"Fermatevi, fratelli e sorelle, fermatevi! Fermatevi, fabbricatori di armi, fermatevi!"

Le tombe dei soldati uccisi in guerra non incitano all’eroismo, ma gridano: «Fermatevi, fabbricanti di armi!». Per la giornata del 2 novembre, commemorazione dei defunti, papa Francesco ha scelto di celebrare la messa al cimitero militare francese di Roma, dove ha colto l’occasione per condannare ancora una volta la guerra e gli armamenti.


di Luca Kocci in il manifesto del 3 novembre 2021

Prima una breve camminata fra i vialetti del Cimitière Militaire Français, a Monte Mario, dove sono sepolti 1.888 soldati francesi morti in Italia fra il 1943 e il 1944 nei combattimenti contro nazisti e fascisti (la maggior parte non è di origine francese, ma goumiers, soldati di nazionalità marocchina accorpati all’esercito francese, protagonisti anche di violenze contro le donne, soprattutto nel basso Lazio). Quindi una breve sosta presso la tomba di un soldato senza nome (inconnu), proprio mentre in Italia è a pieno regime la macchina propagandistica per le celebrazioni del centenario del milite ignoto. Infine l’omelia, durante la messa celebrata nel cimitero.

«Questa gente è morta in guerra, è morta perché è stata chiamata a difendere la patria, a difendere valori, a difendere ideali e, tante altre volte, a difendere situazioni politiche tristi e lamentabili. Sono le vittime della guerra, che mangia i figli della patria», ha detto il pontefice, parlando a braccio. «Sono stati chiamati dalla patria per difenderla», ha proseguito Francesco, «ma noi lottiamo sufficientemente perché non ci siano le guerre? Perché non ci siano le economie dei Paesi, fortificate dall’industria delle armi? Oggi la predica dovrebbe essere guardare le tombe: “Morto per la Francia”; alcune hanno il nome, poche altre no. Ma queste tombe sono un messaggio di pace: “Fermatevi, fratelli e sorelle, fermatevi! Fermatevi, fabbricatori di armi, fermatevi!”. Queste tombe, che parlano, gridano: “Pace!”».

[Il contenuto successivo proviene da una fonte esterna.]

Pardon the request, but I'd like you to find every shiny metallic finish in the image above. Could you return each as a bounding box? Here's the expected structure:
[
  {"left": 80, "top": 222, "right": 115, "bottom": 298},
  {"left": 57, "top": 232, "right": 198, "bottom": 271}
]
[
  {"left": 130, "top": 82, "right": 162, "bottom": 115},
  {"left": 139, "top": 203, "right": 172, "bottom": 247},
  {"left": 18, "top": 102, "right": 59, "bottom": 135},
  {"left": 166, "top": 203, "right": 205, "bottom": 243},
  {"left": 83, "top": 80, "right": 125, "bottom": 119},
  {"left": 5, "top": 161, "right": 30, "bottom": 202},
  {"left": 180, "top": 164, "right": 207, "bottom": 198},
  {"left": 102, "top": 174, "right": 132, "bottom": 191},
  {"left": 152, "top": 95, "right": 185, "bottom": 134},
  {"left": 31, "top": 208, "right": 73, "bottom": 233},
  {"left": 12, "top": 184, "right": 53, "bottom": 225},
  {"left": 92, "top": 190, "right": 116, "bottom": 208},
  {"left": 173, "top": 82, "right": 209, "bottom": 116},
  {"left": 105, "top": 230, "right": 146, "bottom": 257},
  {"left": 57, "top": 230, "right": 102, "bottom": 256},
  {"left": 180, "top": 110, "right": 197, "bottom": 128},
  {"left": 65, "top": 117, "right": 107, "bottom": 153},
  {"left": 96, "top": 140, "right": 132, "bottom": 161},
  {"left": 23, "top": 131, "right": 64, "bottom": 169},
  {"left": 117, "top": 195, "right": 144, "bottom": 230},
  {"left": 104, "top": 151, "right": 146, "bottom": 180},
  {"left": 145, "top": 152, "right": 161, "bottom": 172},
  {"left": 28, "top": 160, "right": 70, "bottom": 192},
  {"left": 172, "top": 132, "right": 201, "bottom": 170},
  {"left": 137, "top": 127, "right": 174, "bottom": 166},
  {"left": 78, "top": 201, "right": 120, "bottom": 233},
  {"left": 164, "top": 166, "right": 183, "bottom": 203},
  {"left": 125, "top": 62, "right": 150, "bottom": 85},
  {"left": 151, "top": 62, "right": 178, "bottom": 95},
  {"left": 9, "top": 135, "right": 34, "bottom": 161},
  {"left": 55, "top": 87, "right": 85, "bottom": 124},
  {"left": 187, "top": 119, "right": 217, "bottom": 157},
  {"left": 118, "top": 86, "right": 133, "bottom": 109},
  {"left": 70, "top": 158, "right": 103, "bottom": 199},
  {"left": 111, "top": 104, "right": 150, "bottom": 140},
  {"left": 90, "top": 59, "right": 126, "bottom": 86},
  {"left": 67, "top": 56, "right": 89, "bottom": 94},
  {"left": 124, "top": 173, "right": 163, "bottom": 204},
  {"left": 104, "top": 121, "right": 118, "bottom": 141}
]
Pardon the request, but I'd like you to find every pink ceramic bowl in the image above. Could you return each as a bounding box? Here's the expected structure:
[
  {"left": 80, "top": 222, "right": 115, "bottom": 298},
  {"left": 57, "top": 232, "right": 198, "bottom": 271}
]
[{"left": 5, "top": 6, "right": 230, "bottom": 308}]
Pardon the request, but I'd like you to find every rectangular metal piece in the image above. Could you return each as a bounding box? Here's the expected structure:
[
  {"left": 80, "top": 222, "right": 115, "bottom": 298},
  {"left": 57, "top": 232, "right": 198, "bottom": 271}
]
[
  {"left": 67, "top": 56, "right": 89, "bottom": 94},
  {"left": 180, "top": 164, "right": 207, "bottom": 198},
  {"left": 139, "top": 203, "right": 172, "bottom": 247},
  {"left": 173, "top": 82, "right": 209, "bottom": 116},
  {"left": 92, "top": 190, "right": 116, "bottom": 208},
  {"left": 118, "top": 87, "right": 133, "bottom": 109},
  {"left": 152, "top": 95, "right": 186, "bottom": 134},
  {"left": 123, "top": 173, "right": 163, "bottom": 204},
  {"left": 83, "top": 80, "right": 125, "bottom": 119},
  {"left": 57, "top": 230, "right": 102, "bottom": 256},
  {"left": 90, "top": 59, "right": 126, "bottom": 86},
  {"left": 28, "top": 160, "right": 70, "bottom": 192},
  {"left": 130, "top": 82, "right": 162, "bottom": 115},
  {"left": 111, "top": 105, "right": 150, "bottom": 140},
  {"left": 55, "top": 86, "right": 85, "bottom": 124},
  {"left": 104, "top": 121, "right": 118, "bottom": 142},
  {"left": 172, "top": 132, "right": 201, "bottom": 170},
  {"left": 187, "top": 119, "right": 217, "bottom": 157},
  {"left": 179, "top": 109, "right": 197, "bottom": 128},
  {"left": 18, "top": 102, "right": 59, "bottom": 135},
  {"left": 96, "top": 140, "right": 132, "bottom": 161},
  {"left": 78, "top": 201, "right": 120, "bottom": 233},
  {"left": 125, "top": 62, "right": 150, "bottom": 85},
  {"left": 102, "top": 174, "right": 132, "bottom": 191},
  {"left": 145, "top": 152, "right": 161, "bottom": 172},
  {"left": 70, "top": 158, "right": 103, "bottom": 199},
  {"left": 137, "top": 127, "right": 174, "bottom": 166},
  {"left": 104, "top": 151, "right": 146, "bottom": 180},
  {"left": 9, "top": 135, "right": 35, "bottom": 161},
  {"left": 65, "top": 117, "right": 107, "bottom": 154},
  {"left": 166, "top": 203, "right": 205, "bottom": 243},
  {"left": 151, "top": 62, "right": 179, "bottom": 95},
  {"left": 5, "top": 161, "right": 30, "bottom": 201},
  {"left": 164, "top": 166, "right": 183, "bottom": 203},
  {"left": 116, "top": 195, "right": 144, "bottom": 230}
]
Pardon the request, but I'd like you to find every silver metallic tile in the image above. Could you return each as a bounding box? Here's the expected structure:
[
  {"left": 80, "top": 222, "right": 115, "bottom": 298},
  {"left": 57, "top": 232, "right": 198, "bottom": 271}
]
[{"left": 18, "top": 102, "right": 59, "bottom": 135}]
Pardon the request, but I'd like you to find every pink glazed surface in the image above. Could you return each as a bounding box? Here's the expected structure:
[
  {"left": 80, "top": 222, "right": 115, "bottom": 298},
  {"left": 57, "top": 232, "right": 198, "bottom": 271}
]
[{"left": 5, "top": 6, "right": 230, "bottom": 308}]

Parole molto simili Francesco le pronunciò il 13 settembre 2014 a Redipuglia (Go), il più grande sacrario militare italiano della prima guerra mondiale – 100mila soldati sepolti, di cui 60mila senza nome -, voluto da Mussolini e inaugurato il 18 settembre 1938, lo stesso giorno in cui a Trieste vennero proclamate dal duce le leggi razziali. «La guerra è folle, il suo piano di sviluppo è la distruzione: volersi sviluppare mediante la distruzione!», disse allora il papa. E «dietro le quinte ci sono interessi, piani geopolitici, avidità di denaro e di potere, c’è l’industria delle armi».

Proprio ieri è arrivato a Roma il «treno della memoria», che ha replicato il viaggio che, nel novembre 1921, portò la salma del milite ignoto dalla cattedrale di Aquileia a Roma, per essere tumulato al Vittoriano. Dove domani si svolgerà la solenne celebrazione propagandistica del centenario, con lo slogan: «La grandezza non ha un tempo e non ha un nome».